Vamos pois enquadrar um pouco. Foram vinte e oito partidos a votos. Sim, 28 em cardinal para não se pensar que se leu mal. De entre esses vinte e oito, o que destaca o Partido Unipessoal (já lá vamos) de Wilders dos restantes é o racismo. Não é a sua posição anti-UE (pelo menos um outro partido era abertamente anti-UE, anti-ONU, anti-tudo-o-que-seja-organização-internacional), não é a sua posição a favor de fechar as fronteiras ou qualquer coisa que represente esse regresso a um passado glorioso (ignorando o lado colonialista desse passado). O que faz Wilders destacar-se, para lá do seu cabelo, é o racismo. Dessa forma, não há outra forma de olhar para um apoiante de Wilders no contexto desta eleição, que não seja a forma de olhar para um racista.
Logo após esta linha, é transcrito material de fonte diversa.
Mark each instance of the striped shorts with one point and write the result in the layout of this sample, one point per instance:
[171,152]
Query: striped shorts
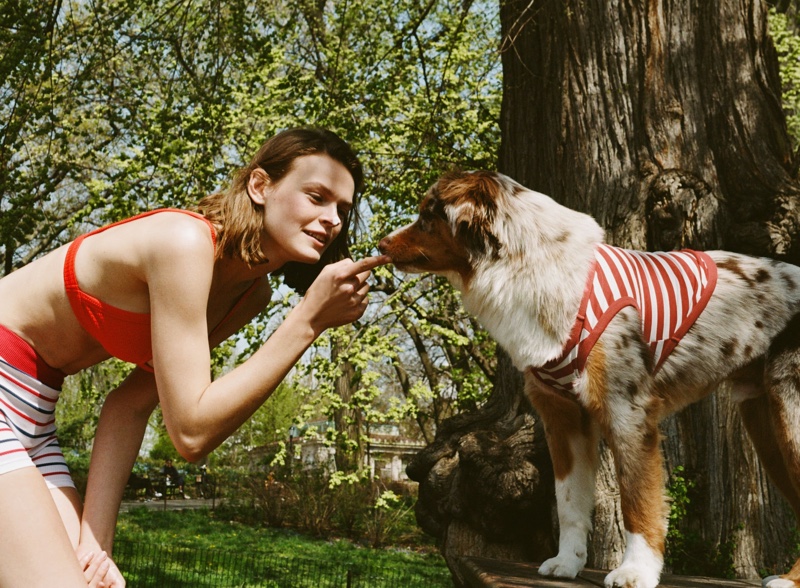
[27,412]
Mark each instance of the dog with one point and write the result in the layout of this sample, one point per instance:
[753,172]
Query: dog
[532,270]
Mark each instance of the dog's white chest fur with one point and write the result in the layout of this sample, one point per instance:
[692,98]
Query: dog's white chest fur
[529,296]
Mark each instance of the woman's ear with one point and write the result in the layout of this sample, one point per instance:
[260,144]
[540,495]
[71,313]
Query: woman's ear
[257,186]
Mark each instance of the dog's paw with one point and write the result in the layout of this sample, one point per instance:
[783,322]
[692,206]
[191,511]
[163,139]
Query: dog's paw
[562,566]
[777,582]
[630,576]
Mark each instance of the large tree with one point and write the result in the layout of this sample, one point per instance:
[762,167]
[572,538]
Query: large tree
[663,120]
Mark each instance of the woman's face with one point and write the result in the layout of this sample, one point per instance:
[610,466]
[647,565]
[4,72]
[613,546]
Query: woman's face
[304,211]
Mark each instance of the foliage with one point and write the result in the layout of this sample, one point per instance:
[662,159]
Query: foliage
[686,551]
[363,509]
[79,407]
[787,44]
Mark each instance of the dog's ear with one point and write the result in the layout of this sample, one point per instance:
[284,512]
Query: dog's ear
[472,202]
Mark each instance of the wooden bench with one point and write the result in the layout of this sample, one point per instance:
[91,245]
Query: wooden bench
[481,572]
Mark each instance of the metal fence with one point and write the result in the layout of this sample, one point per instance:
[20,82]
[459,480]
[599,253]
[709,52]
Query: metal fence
[163,566]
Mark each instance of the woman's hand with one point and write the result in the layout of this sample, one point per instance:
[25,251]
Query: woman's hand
[100,571]
[339,294]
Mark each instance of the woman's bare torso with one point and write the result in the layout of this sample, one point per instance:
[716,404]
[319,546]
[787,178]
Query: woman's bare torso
[112,266]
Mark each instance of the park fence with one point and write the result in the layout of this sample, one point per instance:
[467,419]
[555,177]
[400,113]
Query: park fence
[164,566]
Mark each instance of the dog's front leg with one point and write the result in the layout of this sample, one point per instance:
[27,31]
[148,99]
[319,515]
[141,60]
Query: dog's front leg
[572,440]
[634,440]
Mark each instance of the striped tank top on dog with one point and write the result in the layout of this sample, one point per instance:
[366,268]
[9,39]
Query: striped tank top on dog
[669,290]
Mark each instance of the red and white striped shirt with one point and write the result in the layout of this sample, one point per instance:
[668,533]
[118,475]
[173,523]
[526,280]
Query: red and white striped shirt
[669,290]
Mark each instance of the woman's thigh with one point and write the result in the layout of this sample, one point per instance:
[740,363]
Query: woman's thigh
[35,547]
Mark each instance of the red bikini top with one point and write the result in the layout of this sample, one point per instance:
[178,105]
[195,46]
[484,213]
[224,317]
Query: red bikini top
[123,334]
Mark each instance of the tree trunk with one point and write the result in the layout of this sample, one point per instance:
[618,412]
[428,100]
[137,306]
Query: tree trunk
[663,121]
[486,482]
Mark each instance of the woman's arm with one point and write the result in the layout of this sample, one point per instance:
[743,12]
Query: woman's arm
[199,414]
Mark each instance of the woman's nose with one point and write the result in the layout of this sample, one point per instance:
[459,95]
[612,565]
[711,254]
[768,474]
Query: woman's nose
[331,216]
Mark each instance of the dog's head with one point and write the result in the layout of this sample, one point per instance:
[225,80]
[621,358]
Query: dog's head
[456,226]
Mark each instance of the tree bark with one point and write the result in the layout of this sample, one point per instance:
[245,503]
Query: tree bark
[662,120]
[486,482]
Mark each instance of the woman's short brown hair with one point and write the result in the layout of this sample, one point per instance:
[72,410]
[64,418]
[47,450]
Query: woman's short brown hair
[239,220]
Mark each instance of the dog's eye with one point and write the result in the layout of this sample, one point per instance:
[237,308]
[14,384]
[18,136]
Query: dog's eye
[424,222]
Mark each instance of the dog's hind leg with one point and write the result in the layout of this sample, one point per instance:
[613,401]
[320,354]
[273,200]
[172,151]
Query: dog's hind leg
[573,443]
[780,411]
[634,439]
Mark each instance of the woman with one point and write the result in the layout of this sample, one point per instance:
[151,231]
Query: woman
[160,290]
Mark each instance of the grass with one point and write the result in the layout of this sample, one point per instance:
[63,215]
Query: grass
[241,555]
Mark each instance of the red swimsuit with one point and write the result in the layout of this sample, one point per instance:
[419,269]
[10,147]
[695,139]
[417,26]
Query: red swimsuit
[123,334]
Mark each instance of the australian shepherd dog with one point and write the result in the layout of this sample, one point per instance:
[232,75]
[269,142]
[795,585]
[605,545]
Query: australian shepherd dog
[611,341]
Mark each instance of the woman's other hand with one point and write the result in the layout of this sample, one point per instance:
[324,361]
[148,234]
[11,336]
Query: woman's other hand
[100,571]
[339,294]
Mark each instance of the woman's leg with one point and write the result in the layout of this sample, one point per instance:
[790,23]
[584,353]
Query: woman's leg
[68,503]
[35,547]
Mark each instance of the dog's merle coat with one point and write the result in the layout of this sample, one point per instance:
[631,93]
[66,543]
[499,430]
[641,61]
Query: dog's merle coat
[521,262]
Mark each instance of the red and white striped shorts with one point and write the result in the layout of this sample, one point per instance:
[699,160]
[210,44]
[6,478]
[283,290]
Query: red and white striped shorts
[27,412]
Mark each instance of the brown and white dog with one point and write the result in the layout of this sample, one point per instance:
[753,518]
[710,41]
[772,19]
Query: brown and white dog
[522,262]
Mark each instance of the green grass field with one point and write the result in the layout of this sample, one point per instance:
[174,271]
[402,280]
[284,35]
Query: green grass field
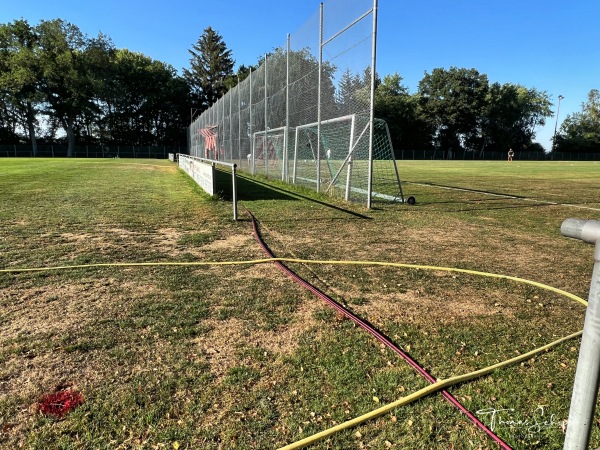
[219,357]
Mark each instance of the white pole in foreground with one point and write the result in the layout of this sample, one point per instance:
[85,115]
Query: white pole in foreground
[371,112]
[585,387]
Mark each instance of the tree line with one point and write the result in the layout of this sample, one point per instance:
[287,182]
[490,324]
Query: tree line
[58,83]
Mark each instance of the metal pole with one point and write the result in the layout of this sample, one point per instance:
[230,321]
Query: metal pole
[239,123]
[251,129]
[349,172]
[234,188]
[286,138]
[587,376]
[319,99]
[371,112]
[230,124]
[265,142]
[560,97]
Talvez Rentes de Carvalho não se sinta bem na pele de racista. Convenhamos que não se usa normalmente como elogio, exepto em círculos pouco recomendáveis. Só que bem pode Rentes de Carvalho afirmar que discorda «de Wilders pela irrealidade das suas intenções, pelo seu autoritarismo, pela nada democrática prática de ter um partido em que se pode votar, mas não aceita filiados», porque afinal aquilo em que ele discorda é aquilo que faz Wilders ser Wilders. Votar em Wilders como forma de protesto e dizer que é só como forma de "protesto construtivo" como se não houvessem alternativas de protesto é ou desonestidade inteletual ou vergonha.
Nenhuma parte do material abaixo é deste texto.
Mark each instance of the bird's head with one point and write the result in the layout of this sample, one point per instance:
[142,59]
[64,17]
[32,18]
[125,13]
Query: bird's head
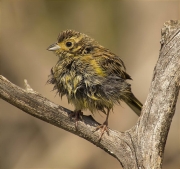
[72,43]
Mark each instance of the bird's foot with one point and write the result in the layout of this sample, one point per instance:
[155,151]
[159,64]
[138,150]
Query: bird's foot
[103,128]
[77,115]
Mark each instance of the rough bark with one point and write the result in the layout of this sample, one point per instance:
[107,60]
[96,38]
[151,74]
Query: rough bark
[143,145]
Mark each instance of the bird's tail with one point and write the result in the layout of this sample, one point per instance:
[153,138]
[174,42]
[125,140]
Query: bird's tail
[134,104]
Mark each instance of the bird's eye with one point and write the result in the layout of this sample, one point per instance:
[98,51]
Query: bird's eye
[88,50]
[68,44]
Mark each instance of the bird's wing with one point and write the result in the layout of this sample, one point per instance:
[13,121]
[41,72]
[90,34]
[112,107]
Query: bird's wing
[111,64]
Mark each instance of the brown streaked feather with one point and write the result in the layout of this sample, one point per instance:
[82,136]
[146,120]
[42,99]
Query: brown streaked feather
[111,63]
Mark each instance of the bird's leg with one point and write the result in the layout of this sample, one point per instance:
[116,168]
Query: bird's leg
[77,115]
[103,127]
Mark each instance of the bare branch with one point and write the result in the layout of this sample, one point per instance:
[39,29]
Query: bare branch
[143,145]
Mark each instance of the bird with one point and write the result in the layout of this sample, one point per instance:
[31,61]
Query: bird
[90,76]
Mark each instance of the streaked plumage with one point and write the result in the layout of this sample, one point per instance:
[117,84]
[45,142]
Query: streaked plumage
[91,76]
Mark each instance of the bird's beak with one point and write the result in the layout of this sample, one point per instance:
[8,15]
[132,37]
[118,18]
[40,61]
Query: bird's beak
[53,47]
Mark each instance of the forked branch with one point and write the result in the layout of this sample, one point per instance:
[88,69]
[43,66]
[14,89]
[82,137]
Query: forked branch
[143,145]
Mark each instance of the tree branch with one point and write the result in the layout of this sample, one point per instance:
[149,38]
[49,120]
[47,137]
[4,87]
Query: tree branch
[143,145]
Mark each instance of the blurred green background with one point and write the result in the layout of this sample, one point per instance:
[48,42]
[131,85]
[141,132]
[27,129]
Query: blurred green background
[131,29]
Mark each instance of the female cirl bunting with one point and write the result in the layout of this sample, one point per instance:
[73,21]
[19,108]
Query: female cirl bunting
[90,75]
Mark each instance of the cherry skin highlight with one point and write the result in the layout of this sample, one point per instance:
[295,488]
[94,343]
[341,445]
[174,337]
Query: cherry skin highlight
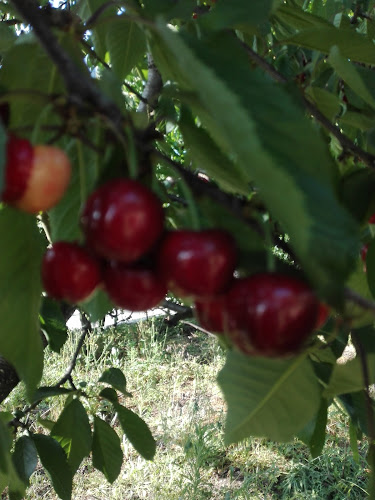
[134,288]
[197,263]
[122,220]
[271,314]
[36,178]
[70,272]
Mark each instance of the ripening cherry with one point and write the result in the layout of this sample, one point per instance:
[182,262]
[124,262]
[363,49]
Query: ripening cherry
[122,220]
[35,178]
[135,288]
[197,263]
[70,272]
[271,314]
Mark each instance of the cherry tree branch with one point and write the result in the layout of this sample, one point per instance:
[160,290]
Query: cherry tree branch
[80,87]
[346,143]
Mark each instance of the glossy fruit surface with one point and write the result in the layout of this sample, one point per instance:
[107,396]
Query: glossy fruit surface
[69,272]
[133,287]
[212,314]
[35,178]
[197,263]
[122,220]
[271,314]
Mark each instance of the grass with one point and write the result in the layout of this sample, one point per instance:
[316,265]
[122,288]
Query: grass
[171,374]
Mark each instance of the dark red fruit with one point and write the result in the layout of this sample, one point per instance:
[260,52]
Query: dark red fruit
[18,166]
[69,272]
[197,263]
[212,314]
[322,315]
[122,220]
[133,287]
[271,314]
[364,251]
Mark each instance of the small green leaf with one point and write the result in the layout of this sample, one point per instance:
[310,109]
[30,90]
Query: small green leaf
[267,397]
[20,292]
[126,44]
[137,431]
[106,450]
[53,324]
[115,378]
[351,44]
[73,428]
[347,71]
[348,377]
[54,460]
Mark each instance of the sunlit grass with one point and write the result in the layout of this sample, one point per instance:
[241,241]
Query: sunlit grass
[171,375]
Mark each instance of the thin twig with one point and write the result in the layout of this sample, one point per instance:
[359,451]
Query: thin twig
[346,143]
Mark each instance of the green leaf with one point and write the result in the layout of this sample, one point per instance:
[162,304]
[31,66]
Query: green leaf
[351,44]
[347,71]
[126,44]
[370,267]
[137,431]
[53,324]
[214,77]
[20,291]
[357,193]
[73,429]
[53,459]
[7,37]
[327,103]
[106,450]
[314,433]
[25,458]
[267,397]
[3,140]
[208,156]
[348,377]
[115,378]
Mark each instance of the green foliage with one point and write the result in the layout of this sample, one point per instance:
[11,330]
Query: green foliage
[106,450]
[266,397]
[274,101]
[20,287]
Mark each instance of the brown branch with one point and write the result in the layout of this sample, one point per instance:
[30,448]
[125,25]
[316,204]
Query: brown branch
[346,143]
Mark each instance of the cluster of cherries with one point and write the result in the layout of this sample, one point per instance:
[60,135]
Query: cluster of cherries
[128,252]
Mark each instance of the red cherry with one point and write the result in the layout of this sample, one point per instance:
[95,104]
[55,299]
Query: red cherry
[133,288]
[122,220]
[35,178]
[19,161]
[212,314]
[364,250]
[322,315]
[271,314]
[198,263]
[69,272]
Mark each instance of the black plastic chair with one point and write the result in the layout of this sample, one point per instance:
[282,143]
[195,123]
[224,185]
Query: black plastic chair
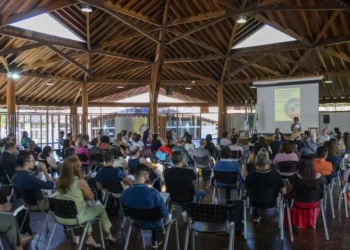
[30,199]
[210,219]
[288,168]
[150,215]
[66,209]
[265,199]
[229,178]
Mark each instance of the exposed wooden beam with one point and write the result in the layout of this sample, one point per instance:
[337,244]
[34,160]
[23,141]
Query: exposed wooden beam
[247,65]
[194,59]
[101,5]
[121,56]
[10,51]
[186,72]
[35,12]
[69,59]
[42,38]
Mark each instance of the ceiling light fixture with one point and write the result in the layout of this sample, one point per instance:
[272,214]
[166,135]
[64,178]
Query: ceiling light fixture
[86,9]
[241,20]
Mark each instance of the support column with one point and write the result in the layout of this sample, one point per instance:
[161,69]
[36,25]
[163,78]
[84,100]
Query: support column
[74,121]
[222,111]
[11,106]
[84,105]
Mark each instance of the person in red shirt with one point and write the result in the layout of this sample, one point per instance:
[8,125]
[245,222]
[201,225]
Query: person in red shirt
[164,148]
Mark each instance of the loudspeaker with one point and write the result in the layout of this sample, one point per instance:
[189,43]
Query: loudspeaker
[168,91]
[326,119]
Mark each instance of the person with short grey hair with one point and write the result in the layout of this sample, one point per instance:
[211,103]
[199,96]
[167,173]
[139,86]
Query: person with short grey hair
[263,179]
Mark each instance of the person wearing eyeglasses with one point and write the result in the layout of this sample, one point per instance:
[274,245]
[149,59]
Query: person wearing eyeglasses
[23,180]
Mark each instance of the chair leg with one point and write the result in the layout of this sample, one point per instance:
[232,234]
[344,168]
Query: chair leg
[290,224]
[324,223]
[128,237]
[53,230]
[193,240]
[101,235]
[143,239]
[232,237]
[315,212]
[187,235]
[83,236]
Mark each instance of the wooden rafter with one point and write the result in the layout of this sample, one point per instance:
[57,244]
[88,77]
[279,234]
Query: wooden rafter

Por muito que eu gostasse de acreditar que foi um resquício de vergonha, infelizmente a argumentação que Rentes de Carvalho usa dinamita essa esperança. Como artífice da palavra Rentes de Carvalho alinha na Cruzada em curso contra a islamização. Só assim se entende que ignore que o grupo étnico que lidera as estatísticas para suspeitos de crime serem os cidadãos de meios de etnia Antilhense e só em segundo os marroquinos. Se não acreditam no que digo, não confiem em mim. Vão ao CBS, o equivalente ao INE, e vejam o Relatório Anual sobre Integração. Até poupo o trabalho, é seguir esta ligação e seguir até às páginas 14 e 15 do ficheiro pdf.
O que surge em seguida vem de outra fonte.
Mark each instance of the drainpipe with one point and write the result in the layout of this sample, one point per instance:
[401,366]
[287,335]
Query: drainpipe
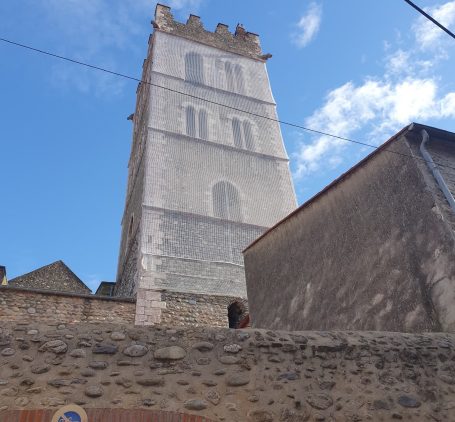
[434,169]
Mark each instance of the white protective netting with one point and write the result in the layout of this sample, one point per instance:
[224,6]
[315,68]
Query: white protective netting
[216,177]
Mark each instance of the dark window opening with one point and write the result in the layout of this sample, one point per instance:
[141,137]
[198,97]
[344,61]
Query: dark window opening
[234,315]
[194,68]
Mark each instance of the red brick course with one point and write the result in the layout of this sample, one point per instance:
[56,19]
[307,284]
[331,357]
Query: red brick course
[103,415]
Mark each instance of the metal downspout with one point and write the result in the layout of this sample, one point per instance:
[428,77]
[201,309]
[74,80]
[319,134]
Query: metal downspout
[437,175]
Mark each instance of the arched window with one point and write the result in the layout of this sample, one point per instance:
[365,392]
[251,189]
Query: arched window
[229,76]
[194,68]
[130,228]
[237,132]
[226,201]
[203,131]
[238,72]
[235,312]
[190,121]
[248,135]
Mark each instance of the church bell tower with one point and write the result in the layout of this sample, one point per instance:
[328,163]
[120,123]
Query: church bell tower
[206,176]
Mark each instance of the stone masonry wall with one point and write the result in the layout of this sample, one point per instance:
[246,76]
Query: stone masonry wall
[372,252]
[185,309]
[41,306]
[229,375]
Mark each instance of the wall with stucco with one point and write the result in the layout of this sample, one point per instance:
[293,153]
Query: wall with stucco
[375,251]
[228,375]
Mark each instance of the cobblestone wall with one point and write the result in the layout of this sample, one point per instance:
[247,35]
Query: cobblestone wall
[41,306]
[229,375]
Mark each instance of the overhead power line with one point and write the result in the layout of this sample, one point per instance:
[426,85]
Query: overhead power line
[283,122]
[421,11]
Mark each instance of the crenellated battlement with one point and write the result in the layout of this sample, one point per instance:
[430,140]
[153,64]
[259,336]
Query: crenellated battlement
[240,42]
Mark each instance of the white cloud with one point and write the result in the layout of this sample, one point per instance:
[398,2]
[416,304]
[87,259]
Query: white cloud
[427,34]
[308,25]
[409,90]
[350,108]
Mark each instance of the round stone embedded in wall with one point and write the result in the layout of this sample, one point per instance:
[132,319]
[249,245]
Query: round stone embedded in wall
[195,404]
[94,391]
[55,346]
[203,346]
[135,350]
[237,379]
[170,353]
[319,401]
[117,336]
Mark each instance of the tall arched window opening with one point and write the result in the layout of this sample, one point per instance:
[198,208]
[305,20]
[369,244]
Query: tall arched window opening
[234,315]
[226,201]
[238,72]
[248,135]
[190,121]
[229,76]
[203,131]
[194,68]
[237,132]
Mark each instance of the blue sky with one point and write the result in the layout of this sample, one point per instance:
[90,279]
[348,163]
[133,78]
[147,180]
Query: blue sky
[356,68]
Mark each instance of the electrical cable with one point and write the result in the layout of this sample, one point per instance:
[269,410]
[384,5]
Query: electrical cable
[421,11]
[283,122]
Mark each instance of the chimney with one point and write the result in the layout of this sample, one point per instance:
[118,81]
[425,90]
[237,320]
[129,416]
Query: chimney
[3,279]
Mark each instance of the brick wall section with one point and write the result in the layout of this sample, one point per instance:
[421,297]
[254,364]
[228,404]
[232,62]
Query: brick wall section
[103,415]
[41,306]
[186,309]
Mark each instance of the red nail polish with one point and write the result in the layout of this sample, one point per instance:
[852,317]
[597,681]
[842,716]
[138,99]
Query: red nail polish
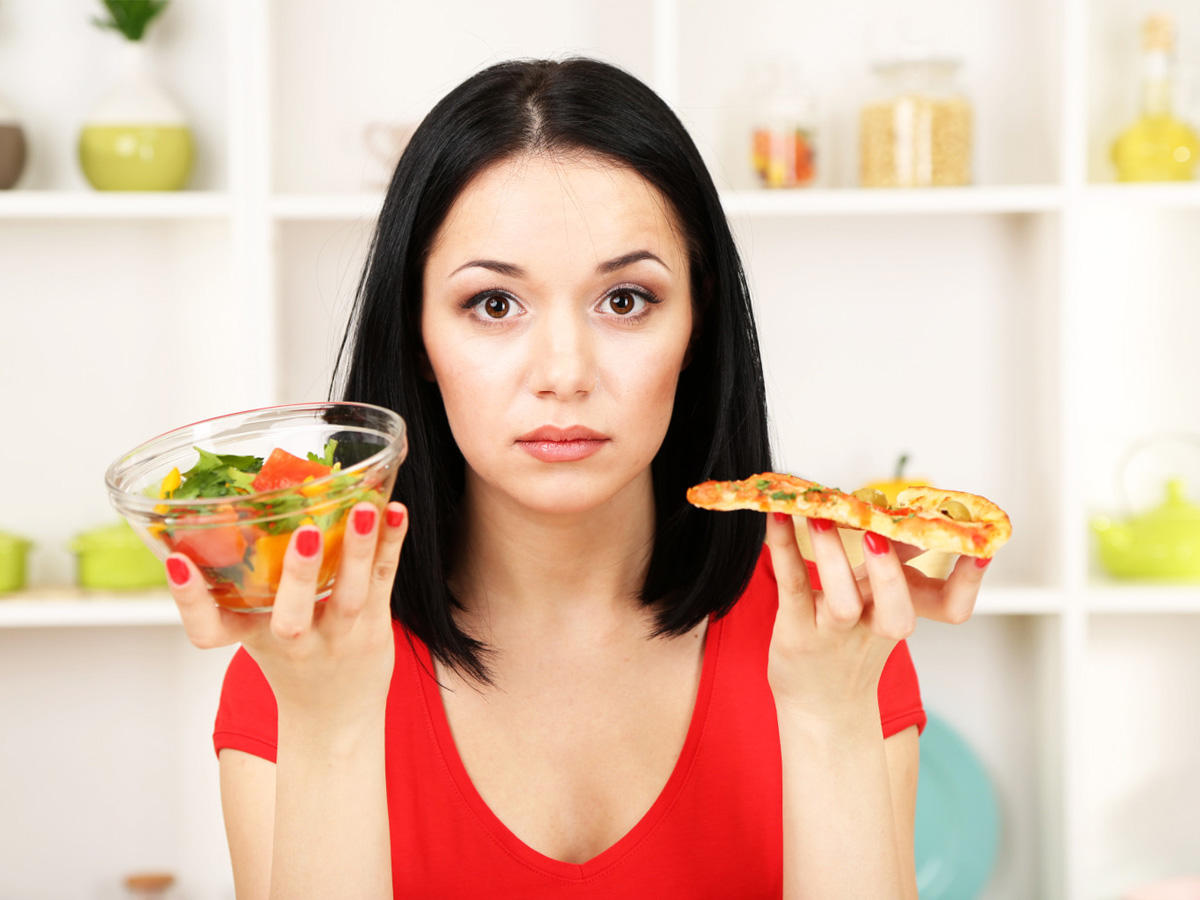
[814,574]
[177,570]
[307,541]
[364,520]
[875,543]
Infelizmente estas estatísticas referem-se a suspeitos. Não sei se aqueles marroquinos que lideram as estatísticas de Rentes de Carvalho são os que foram efectivamente considerados culpados ou se são os jovens de segunda geração. No caso dos primeiros seria interessante ter acesso às, chamemos-lhe, estatísticas não sensoriais (na busca por dados oficiais tive de chafurdar em sites vagos e com opiniões não estranhamente semelhantes ao racismo explícito de Wilders e apoiantes); caso sejam os segundos, seria interessante saber para onde se deportam cidadãos de segunda geração. É isso que os racistas ainda não conseguem explicar, mas penso que não será importante, desde que habitem sozinhos a sua bolha de medo.